The American chestnut (Castanea dentata) was once a major part of America’s forests in the eastern states. Besides its beauty, size, speed of growth and longevity, its rot-resistant and straight-grained timber was highly valued for use in furniture, fencing, and for building materials. The nuts of the American chestnut were used as feedstock for cattle and were a traditional food during winter holidays.
Unfortunately, during the past 100 years or so, chestnut blight (Cryphonectria parasitica) and ink rot disease (Phytophthora cinnamomi) have caused the American chestnut to be designated as ‘functionally extinct’ – meaning that though the species still technically survives, it cannot reproduce.
The American chestnut is not completely defenseless against blights, as the blight cannot kill the underground root system due to the pathogen being unable to compete with soil microorganisms. This allows the roots to remain viable and send up shoots to create a “chestnut shrub.” Studies have estimated a population of 430 million wild American chestnuts still growing. However, the portion of the tree above-ground will succumb to the blight within about five to 10 years.
Hybrid chestnut trees
Efforts are underway to bring the species back to its former glory.

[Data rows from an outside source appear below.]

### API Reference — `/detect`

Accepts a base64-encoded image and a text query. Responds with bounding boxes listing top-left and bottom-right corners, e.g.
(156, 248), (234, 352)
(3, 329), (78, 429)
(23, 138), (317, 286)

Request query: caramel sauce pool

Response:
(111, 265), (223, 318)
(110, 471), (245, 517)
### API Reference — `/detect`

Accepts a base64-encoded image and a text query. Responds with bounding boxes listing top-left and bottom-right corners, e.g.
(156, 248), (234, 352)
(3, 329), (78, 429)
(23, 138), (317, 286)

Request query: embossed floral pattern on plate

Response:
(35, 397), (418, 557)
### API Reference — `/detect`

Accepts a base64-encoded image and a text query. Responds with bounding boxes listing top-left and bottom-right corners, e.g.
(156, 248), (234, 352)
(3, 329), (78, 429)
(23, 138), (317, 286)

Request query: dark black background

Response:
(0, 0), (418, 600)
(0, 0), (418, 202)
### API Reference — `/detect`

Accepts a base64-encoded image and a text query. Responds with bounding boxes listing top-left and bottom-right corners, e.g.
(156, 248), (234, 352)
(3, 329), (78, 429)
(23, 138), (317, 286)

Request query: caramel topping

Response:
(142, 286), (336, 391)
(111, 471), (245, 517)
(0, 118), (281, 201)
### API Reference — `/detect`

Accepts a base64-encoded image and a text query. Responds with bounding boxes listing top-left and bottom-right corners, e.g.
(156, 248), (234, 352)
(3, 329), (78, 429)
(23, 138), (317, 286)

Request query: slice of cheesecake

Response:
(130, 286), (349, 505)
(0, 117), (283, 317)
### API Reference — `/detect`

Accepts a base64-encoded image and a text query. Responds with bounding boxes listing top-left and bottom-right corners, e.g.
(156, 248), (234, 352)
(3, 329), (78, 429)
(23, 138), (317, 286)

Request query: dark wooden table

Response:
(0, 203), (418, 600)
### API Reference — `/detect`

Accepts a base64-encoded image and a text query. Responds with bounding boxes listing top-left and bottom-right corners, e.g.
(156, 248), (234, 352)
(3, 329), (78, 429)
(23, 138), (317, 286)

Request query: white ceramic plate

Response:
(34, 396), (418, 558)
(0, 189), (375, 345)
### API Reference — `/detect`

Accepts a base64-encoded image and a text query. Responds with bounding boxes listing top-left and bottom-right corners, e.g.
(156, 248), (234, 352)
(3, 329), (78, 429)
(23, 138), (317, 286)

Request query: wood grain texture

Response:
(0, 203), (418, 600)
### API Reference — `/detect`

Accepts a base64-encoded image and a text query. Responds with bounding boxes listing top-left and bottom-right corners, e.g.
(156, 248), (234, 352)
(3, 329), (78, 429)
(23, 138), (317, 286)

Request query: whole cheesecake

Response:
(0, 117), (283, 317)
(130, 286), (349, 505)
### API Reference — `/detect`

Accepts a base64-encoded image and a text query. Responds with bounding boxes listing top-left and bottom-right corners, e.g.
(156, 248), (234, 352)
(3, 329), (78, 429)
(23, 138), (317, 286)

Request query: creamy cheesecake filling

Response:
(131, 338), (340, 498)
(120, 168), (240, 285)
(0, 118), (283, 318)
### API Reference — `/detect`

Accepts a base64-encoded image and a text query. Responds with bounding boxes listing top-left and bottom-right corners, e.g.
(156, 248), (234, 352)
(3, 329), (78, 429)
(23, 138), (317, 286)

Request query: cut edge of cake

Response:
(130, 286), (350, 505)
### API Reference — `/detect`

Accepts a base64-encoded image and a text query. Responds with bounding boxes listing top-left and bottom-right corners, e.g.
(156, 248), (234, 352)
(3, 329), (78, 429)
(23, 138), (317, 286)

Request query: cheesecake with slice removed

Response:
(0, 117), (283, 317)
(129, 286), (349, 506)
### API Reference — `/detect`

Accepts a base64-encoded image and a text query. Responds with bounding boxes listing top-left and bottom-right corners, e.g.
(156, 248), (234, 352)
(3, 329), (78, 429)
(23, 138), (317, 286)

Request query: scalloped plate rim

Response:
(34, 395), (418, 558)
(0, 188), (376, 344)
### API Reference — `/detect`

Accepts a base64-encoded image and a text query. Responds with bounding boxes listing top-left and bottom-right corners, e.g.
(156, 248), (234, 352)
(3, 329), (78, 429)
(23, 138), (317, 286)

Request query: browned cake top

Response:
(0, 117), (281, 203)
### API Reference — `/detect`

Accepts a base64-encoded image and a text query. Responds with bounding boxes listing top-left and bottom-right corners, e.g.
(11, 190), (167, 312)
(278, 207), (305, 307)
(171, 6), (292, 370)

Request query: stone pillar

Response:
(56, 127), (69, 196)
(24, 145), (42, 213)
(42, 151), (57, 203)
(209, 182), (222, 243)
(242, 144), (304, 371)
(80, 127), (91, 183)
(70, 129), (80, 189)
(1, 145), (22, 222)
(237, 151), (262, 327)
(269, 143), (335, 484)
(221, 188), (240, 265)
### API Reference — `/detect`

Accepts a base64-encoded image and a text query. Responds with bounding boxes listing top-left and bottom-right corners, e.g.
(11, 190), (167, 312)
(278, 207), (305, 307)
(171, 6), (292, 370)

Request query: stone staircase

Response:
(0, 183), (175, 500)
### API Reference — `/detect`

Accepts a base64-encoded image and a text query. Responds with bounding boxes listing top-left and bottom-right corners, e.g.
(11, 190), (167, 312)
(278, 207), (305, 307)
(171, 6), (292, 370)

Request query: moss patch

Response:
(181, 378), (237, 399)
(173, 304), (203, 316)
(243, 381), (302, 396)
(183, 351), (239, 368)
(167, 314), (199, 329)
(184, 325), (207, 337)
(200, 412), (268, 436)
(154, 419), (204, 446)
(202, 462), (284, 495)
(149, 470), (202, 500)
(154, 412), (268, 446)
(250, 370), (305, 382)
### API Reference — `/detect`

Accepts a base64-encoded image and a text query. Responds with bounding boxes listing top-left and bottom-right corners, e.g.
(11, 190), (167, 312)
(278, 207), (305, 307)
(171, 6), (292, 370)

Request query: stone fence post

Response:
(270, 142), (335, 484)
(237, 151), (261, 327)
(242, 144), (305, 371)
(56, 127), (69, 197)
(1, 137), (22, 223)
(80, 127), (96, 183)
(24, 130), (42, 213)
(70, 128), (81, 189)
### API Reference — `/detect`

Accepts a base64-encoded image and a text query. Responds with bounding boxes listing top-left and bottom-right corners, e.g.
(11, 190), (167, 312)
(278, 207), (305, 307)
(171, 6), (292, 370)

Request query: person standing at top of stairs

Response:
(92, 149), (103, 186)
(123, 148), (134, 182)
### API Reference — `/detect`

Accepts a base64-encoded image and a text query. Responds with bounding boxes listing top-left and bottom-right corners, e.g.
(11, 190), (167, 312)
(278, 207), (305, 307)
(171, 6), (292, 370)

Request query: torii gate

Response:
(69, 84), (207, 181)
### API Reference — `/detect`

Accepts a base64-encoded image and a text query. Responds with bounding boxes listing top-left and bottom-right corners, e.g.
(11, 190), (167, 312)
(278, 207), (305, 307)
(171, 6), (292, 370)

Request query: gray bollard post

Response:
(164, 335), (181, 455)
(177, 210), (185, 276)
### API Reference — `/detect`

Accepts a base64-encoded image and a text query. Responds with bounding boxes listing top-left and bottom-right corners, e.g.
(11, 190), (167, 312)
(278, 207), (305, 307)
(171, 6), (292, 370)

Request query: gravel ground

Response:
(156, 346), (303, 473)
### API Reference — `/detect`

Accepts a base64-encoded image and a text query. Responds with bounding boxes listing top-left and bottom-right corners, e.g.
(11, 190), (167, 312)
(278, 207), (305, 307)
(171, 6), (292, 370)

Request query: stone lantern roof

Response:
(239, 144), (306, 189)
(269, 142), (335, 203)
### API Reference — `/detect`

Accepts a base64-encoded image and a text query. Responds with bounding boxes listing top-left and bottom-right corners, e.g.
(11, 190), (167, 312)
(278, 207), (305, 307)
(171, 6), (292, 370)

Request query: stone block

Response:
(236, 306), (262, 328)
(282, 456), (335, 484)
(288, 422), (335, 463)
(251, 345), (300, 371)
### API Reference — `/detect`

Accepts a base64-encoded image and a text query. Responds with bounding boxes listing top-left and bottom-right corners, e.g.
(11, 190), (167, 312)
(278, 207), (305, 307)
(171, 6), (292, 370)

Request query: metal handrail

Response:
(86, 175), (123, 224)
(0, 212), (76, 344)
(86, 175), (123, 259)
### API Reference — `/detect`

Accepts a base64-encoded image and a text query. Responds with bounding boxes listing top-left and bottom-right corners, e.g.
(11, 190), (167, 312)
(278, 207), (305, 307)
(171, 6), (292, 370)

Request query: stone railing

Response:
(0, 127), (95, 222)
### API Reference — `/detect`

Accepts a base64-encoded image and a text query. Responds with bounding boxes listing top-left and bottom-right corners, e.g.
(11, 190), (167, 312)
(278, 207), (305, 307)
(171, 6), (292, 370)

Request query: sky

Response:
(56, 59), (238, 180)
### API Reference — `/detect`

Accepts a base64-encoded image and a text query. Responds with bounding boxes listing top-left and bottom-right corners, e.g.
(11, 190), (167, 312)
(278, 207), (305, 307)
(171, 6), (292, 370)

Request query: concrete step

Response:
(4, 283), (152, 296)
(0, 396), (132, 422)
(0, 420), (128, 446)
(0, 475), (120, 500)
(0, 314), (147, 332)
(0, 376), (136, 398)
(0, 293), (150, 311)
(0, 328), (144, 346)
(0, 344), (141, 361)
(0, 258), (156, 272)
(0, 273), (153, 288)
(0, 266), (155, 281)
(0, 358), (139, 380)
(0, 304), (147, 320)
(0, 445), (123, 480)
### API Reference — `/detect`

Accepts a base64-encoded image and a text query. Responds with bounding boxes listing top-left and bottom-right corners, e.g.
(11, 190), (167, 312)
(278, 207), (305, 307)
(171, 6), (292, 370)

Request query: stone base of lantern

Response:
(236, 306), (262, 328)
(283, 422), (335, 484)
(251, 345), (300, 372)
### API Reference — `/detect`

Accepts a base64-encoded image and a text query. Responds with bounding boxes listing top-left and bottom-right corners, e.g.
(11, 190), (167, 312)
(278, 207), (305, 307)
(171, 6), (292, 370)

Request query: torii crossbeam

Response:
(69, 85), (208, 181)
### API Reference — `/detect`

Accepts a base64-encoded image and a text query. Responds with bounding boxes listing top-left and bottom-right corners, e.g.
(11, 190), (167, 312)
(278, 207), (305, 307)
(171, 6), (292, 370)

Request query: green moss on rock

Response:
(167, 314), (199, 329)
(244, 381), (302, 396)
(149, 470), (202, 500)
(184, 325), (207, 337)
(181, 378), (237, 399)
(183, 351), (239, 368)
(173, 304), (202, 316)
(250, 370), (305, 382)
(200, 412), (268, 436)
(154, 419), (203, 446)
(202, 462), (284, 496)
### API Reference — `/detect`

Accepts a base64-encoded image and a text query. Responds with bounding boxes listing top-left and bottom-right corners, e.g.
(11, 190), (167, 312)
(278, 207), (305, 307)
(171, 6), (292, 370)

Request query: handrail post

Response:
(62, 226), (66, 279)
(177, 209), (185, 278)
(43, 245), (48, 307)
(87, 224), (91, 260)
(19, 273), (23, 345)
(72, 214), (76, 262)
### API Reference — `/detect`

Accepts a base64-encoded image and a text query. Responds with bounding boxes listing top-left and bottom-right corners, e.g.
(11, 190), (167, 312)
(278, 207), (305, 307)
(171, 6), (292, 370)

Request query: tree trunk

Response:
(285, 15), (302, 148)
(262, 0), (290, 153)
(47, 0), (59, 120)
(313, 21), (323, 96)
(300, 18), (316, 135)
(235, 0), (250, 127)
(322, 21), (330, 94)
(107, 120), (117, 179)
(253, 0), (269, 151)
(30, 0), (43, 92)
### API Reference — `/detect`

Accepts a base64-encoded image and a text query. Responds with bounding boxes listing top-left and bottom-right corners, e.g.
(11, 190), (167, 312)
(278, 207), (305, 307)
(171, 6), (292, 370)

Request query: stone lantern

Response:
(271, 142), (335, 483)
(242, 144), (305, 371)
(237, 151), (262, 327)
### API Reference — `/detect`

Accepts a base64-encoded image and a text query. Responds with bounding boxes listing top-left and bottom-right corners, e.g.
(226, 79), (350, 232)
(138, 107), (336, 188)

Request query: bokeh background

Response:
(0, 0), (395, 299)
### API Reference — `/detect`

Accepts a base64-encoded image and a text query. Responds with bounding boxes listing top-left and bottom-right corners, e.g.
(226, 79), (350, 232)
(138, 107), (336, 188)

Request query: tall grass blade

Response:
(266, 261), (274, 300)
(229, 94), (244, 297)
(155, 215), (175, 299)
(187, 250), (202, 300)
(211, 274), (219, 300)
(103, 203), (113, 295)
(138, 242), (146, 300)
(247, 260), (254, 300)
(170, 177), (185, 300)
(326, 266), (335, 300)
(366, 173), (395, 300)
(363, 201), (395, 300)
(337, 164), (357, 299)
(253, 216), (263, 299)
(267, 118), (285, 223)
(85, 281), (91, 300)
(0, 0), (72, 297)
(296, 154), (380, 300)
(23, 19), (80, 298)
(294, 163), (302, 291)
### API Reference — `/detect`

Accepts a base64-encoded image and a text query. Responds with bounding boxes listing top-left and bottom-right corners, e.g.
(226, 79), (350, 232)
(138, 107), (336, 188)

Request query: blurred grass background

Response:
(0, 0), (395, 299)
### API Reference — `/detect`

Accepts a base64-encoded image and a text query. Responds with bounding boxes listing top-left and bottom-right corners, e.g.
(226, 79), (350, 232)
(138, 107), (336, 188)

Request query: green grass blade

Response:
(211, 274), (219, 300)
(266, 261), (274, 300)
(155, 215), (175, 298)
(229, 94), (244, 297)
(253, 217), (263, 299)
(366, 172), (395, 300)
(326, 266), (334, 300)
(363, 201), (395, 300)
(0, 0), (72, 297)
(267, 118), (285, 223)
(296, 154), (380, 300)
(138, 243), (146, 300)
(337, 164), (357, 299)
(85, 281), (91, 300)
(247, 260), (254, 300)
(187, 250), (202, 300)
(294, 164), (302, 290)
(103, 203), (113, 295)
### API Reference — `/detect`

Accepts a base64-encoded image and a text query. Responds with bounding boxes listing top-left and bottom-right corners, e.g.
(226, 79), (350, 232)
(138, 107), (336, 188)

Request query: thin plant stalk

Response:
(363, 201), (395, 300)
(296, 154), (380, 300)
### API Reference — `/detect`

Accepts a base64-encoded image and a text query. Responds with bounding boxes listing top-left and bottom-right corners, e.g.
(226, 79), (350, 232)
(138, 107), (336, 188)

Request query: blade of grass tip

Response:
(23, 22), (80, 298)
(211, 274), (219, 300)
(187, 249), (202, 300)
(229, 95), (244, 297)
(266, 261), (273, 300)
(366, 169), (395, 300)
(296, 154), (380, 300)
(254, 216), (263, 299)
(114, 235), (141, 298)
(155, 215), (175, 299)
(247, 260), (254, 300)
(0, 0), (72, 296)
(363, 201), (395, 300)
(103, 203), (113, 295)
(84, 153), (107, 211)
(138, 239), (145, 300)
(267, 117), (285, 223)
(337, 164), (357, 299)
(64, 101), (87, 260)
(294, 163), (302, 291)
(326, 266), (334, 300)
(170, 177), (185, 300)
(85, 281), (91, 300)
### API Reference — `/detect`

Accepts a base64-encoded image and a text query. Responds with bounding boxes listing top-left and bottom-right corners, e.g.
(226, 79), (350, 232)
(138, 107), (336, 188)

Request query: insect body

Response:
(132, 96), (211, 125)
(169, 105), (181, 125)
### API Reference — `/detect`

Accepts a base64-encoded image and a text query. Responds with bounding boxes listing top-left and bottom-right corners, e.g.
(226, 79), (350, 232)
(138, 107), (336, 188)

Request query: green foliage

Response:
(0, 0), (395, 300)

At least 50 strains of the fungus have been identified, and Chinese chestnut trees have been found to be resistant to all of them. Hybrid chestnut trees – which are fifteen-sixteenths American chestnut and one-sixteenth Chinese chestnut (Castanea mollissima) – were bred by The American Chestnut Foundation and have been successfully planted in many test locations.
Genetic engineering is also being examined, with biotechnologists using a gene from wheat called oxalate oxidase (OxO). The OxO enzyme breaks down oxalic acid, one of the primary factors in how the blight fungus attacks chestnut trees. More than 100 varieties are gradually being introduced into test gardens across the country.
So, can you incorporate this magnificent tree into your landscaping?
The fungal blights are mostly found in the eastern U.S., but there is always the small possibility of an attack on trees in any region. Using the hybrid varieties available will greatly increase your chances of success. According to the USDA, zones 2,3,4 and 5 in Minnesota are among the most favorable for its growth.
Choose your location
Chestnuts are large and fast-growing, so open fields may be your best choice for location. They are a hardy species, but will do best in well-drained, acidic soil on a sheltered, north-facing slope with full sun. Some growers suggest looking at the trees on the surrounding property – if the land supports large oak and hickory trees naturally, it should also be suitable for chestnuts. Be sure to protect your seedlings with wire cages or tubing, as the leaves and soft bark are tempting food sources for wildlife.
If you hope to have chestnuts in future, keep in mind that you will need at least 2 chestnuts to get nut production and the trees must reach maturity before production. In USDA zone 5, for example, they may bear between 5 and 7 years of age. At full maturity (in 15-20 years), each tree can produce as much as 50-100 lbs of nuts.
The new hybrid American chestnut trees
The new hybrid American chestnut trees have a number of advantages: they are a valuable food source; they do not require herbicide or pesticides to thrive; and their enhanced disease resistance and ease of growth make them more affordable than their native chestnut counterparts. Each tree planted will greatly help in the recovery of the species, as – in the wild – oak trees have become the predominant tree species in many native forests. The recent advances in knowledge in breeding, biotechnology, and forestry can bring the American Chestnut tree back from the brink of extinction to its natural place in our world!